Andare in pensione con le quote non funziona. Se Quota 100 è stato un flop, Quota 102 rischia di essere un disastro. Sono solo 3.800 le domande ricevute dall’Inps nei primi cinque mesi dell’anno su un potenziale molto più alto.
Qualcosa non funziona e la pensione anticipata evidentemente non attira come dovrebbe. Tutti che si lamentano, ma poi, a conti fatti, si preferisce posticipare l’uscita. Questione di soldi, come sempre.
Andare in pensione con Quota 102 non conviene a tutti
Lasciare il lavoro a 64 anni con almeno 38 di contributi non conviene a tutti.
Come mai questa disaffezione verso Quota 102? Stando ai calcoli, solo i nati nel 1958 e con 38 anni di contributi traggono pieno vantaggio da Quota 102. Chi è nato dopo non raggiunge l’età anagrafica quest’anno. Mentre chi è nato prima si trova a un passo dalla pensione ordinaria a 67 anni, quindi aspetta.

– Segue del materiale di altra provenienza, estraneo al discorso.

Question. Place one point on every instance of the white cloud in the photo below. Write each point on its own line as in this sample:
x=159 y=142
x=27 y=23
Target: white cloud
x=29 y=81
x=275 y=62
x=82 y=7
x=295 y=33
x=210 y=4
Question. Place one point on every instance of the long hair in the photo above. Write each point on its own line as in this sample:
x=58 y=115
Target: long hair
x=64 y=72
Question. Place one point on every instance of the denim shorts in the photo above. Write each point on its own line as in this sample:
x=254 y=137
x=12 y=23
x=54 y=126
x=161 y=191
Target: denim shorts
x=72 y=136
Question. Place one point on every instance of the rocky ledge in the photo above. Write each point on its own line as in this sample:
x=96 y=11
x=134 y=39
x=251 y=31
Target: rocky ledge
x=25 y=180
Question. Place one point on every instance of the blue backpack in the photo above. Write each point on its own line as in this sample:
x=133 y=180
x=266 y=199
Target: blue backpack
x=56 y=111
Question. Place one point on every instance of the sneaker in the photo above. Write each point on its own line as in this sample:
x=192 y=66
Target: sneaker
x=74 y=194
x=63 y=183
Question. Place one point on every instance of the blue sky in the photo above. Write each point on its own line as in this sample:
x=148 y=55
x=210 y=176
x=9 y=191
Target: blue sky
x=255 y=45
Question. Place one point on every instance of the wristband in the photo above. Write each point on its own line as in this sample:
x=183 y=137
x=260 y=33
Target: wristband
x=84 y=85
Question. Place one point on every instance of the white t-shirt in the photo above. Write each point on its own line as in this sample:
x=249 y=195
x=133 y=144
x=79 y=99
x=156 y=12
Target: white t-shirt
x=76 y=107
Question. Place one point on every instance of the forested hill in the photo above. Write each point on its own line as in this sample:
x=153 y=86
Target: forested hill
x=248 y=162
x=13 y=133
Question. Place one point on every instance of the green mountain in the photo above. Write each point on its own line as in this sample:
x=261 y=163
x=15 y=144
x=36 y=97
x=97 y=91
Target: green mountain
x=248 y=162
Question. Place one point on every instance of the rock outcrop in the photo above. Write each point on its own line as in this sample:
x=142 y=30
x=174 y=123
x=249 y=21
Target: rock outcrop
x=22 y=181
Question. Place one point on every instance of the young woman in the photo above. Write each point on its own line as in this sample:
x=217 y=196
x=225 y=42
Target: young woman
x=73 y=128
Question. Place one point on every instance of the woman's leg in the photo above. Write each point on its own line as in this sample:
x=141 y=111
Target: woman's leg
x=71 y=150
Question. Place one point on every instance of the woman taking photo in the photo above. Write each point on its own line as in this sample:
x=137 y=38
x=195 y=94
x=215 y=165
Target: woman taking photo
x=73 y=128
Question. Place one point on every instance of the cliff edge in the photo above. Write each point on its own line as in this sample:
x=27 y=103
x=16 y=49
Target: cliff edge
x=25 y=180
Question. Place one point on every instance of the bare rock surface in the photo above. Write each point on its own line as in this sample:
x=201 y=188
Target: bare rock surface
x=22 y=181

Insomma, conviene fare bene alcuni calcoli prima di valutare se andare in pensione con quota 102 conviene oppure no. La domanda che a questo punto ci si pone è: lavorare ancora un po’ oppure andarsene e prendere la pensione?
Quanto costa anticipare l’uscita
La regola da tenere ben presente è che più si ritarda la pensione, maggiore è la rendita. Detto questo, facciamo due conti e vediamo quanto si perde ad anticipare l’uscita di 3 anni per i nati nel 1958.
Prendiamo un lavoratore che ha accumulato per 38 anni un montante contributivo di 200 mila euro e va in pensione a 64 anni di età con il sistema di calcolo misto. Per semplicità teniamo ferma la quota pensione derivante dal calcolo retributivo per i contributi versati prima del 1996.
A conti fatti, il coefficiente di trasformazione che è applicato sul monte contributivo per 64 anni di età è pari al 5,06%.
Andare in pensione con Quota 102, quindi, significa, nel caso limite di un lavoratore classe 1958, a rinunciare a circa 85 euro al mese di rendita. Ovviamente se il lavoratore in questione è classe 1957 subirebbe una penalizzazione inferiore. E così via per coloro che sono nati nel 1956.